Kita persempit kasusnya dalam dunia periklanan. Untuk menganalisa ini, saya mengurai dengan pendekatan semiologinya Rolland barthes dengan apa yang ia sebut “mitos identifikasi” yaitu mereduksi suatu makna menjadi identitas fundamental yang bukan karena adanya hubungan alamiyah. Contoh ; sebut saja salah satu “aplikasi jual-beli online”. Ketika buka youtobe kita disambut dengan seorang laki-laki tua bersama dengan para perempuan sebagai pasukan Dancenya dibelakang mengiklankan aplikasi dengan cara berjoget yang mengundang “Tamu”.

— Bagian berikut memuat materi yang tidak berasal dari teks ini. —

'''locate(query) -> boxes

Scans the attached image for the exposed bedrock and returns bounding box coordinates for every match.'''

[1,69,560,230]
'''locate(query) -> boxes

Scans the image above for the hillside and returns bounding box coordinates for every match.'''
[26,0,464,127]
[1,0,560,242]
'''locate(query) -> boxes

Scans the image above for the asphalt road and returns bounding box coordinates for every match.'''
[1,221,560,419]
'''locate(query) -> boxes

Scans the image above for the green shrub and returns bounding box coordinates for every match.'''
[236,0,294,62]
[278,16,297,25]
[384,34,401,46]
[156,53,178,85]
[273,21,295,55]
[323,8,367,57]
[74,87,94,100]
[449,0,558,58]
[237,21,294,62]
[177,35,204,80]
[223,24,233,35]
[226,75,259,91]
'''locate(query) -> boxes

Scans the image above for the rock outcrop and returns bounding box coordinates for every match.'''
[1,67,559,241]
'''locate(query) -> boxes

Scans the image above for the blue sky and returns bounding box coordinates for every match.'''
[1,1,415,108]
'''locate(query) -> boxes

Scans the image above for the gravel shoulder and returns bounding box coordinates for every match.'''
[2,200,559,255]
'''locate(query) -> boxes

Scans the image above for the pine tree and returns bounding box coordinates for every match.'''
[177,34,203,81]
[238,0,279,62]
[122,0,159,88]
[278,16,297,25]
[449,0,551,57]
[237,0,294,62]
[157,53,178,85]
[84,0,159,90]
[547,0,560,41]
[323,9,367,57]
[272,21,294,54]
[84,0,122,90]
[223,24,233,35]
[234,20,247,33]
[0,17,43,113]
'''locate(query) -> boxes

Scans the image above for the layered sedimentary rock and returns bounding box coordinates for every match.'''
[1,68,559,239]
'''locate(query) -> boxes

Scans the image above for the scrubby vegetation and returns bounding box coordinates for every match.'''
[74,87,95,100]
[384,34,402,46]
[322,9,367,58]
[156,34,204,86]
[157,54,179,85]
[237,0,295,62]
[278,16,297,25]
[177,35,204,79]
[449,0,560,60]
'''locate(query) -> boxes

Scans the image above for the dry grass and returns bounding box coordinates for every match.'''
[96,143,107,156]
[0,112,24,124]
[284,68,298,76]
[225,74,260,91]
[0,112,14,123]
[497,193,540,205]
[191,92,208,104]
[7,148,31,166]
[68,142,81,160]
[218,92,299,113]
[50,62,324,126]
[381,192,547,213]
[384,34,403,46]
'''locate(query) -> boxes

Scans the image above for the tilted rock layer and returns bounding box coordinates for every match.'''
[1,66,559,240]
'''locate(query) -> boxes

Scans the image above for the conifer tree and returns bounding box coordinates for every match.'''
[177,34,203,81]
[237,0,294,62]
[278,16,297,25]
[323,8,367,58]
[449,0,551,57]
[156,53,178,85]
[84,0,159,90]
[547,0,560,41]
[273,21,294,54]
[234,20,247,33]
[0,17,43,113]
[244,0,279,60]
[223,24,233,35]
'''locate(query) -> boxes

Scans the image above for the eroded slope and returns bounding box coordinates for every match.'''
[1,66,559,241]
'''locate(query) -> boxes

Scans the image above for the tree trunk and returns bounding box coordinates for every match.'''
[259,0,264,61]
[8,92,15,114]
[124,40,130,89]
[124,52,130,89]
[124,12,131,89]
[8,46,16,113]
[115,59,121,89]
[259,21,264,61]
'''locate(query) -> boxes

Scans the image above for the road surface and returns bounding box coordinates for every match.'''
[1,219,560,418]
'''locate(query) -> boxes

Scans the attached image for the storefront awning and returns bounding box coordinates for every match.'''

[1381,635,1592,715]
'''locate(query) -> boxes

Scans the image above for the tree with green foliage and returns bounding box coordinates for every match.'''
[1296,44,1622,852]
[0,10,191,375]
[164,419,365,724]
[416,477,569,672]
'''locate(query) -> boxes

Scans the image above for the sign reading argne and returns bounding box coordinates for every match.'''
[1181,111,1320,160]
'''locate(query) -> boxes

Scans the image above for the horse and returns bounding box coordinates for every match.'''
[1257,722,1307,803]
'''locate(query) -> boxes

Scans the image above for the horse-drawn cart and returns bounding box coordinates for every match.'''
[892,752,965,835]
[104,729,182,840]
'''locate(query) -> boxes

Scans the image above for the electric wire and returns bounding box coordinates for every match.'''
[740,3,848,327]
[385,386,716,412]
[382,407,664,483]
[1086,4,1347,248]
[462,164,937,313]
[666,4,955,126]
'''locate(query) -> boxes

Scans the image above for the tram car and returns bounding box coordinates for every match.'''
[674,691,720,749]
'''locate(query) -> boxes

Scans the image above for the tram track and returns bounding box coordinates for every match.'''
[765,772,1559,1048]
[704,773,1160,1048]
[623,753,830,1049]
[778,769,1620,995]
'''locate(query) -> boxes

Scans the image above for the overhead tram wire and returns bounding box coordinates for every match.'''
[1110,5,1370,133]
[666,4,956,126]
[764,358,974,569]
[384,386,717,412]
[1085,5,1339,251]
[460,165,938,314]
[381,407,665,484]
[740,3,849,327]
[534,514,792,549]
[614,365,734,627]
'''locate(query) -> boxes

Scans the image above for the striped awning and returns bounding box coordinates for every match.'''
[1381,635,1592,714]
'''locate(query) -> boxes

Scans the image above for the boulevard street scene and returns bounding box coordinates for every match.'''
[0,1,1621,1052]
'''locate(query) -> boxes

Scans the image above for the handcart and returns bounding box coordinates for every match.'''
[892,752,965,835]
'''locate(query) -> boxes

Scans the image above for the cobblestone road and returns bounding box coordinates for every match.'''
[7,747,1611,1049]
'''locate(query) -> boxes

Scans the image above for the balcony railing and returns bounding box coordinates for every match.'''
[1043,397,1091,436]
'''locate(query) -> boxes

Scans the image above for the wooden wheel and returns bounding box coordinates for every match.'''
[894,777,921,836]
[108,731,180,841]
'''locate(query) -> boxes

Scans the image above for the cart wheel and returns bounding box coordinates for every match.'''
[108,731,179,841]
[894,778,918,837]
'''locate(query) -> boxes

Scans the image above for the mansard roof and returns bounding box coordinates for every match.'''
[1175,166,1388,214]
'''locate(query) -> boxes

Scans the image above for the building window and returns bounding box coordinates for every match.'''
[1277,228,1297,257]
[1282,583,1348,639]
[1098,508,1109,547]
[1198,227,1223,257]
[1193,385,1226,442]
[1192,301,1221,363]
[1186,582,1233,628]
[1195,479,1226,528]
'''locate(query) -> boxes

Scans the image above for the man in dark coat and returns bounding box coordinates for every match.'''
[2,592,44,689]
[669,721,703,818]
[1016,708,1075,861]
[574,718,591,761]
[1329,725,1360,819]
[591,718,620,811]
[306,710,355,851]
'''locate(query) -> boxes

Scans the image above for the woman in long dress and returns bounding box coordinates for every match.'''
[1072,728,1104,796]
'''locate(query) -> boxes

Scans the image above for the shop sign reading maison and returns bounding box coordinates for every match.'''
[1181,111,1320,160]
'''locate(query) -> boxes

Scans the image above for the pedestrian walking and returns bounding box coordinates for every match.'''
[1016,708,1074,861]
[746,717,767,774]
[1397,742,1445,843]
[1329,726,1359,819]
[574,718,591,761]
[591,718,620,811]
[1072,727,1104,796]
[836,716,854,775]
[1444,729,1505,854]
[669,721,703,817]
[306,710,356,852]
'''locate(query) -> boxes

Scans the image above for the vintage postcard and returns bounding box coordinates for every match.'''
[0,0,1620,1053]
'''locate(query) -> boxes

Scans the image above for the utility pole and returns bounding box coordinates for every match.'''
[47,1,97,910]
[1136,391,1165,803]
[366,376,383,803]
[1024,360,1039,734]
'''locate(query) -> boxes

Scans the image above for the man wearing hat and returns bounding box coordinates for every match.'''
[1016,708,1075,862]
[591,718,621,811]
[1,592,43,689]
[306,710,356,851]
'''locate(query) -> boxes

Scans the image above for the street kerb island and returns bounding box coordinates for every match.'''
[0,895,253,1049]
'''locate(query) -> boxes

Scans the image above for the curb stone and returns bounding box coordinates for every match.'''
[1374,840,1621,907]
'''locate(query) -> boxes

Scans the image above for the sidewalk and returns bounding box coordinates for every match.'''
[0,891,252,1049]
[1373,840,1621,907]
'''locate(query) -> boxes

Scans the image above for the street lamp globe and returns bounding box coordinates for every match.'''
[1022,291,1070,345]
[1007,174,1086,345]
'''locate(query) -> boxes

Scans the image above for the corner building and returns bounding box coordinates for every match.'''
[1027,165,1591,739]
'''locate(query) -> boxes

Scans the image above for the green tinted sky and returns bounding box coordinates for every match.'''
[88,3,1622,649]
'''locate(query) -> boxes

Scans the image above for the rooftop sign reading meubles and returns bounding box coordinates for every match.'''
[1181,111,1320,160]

Pertanyaannya, Apa hubungannya berjoged-joged dengan aplikasi jual beli online ? tidak ada. Joged dijadikan bagian dari identitas aplikasi sangat tidak nyambung. namun itu dapat bekerja efektiv karena menampilkan perempuan dengan cara yang disenangi public. Itulah yang saya maksud eksploitasi perempuan yang sedang bekerja. Yaitu dijadikan alat pemasaran, didesain harus bergerak seperi ini dan seperti itu, harus berkspresi seperti ini dan seperti itu.
Kasus diatas sama tidak nyambungnya dengan tagline “laki minum extrajos’, ‘orang pintar minum tolak angin’ sehingga memaksakan makna kalau minumannya yang lain berarti dia belum laki atau kalau bukan tolak angin yang kita minum berarti dia tidak pintar. Maknanya telah direduksi menjadi identitas fundamental dan dalam bawah sadar memaksa kita untuk menerima itu.
Dalam kritik modernitasnya harbert marcuse menilai, hari ini bukan lagi kebutuhan nyata manusia yang menentukan produksi, tapi kebutuhan diciptakan supaya hasil produksi bisa laku, yang bekerja merekayasa kebutuhan manusia adalah dunia industri, dipamerkanlah sejumlah produk yang selalu diperbaharui setiap tahunnya melalui media, ini sangat pas dengan gaya konsumerisme kita yang suka bersosial media, merasa butuh untuk memiliki keluaran terbaru, ketika perasaan itu muncul maka selamat ! rekayasa dunia industri sudah berhasil, dan anda masuk dalam jebakan.
Itu dapat kita mengerti disatu sisi karena memang demikianlah dunia capital bekerja. Namun yang ingin digaris bawahi dalam tulisan ini yaitu hampir dalam memamerkan berbagai produk selalu menggunakan perempuan sebagai alat menggapai tujuan.
‘Sayyid Qutb‘ Seorang yang cukup keras dengan pandangan-pandangannya mengatakan dalam ma’alim fi at-thariqnya “ketika tugas kaum wanita hanyalah bersolek, merayu, dan merangsang nafsu, disinilah terletak keterbelakangan peradaban atau kejahiliyahan”.